The thing is, I don't character bash often myself, but there's been a few chars I've hated enough to appreciate the feeling. And I'm in defense of any fan activity that doesn't hurt people. Char bashing in fanfic is usually OOC, and can ruin my enjoyment of an otherwise fine story, but hey, if it's what you enjoy doing, knock yourself out. The characters are fictional; they can take it! But even beyond this, I think that character bashing is a perfectly reasonable, understandable form of fanning.

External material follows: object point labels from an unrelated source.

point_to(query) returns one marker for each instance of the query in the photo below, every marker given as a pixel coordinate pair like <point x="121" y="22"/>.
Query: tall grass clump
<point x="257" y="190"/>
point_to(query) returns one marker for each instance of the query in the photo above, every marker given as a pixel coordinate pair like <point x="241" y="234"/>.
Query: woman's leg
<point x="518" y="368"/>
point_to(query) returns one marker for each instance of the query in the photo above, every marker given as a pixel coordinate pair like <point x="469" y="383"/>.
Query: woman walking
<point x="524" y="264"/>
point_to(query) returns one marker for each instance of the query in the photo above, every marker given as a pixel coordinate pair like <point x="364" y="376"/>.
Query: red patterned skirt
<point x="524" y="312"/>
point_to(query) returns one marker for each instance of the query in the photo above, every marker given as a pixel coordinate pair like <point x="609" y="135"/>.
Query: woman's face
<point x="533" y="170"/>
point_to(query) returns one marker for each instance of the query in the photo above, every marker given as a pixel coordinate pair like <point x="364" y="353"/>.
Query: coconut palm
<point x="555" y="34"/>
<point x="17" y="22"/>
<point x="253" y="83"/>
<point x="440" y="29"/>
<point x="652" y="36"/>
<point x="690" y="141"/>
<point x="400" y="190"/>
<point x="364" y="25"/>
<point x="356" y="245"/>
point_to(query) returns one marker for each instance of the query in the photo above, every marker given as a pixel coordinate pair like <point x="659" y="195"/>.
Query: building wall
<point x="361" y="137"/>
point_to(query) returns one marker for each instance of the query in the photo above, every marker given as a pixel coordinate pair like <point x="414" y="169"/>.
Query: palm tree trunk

One trouble with understanding bashing is a difference in temperament. People are negative or positive by nature. Some people prefer to praise their favorite movie and some people have more fun reviling their most hated flick. Many a film critic has taken an unholy glee in poetically shredding the likes of Battlefield Earth or Highlander: Endgame. It's a harmless way to channel aggression, and while it can be a little juvenile, most aggression channels tend to be! But if you never get off on a bit of spleen-venting, then character bashing is never going to make sense, anymore than fandom_wank, TWoP, fanficrants, or any other elements of fandom's darkside.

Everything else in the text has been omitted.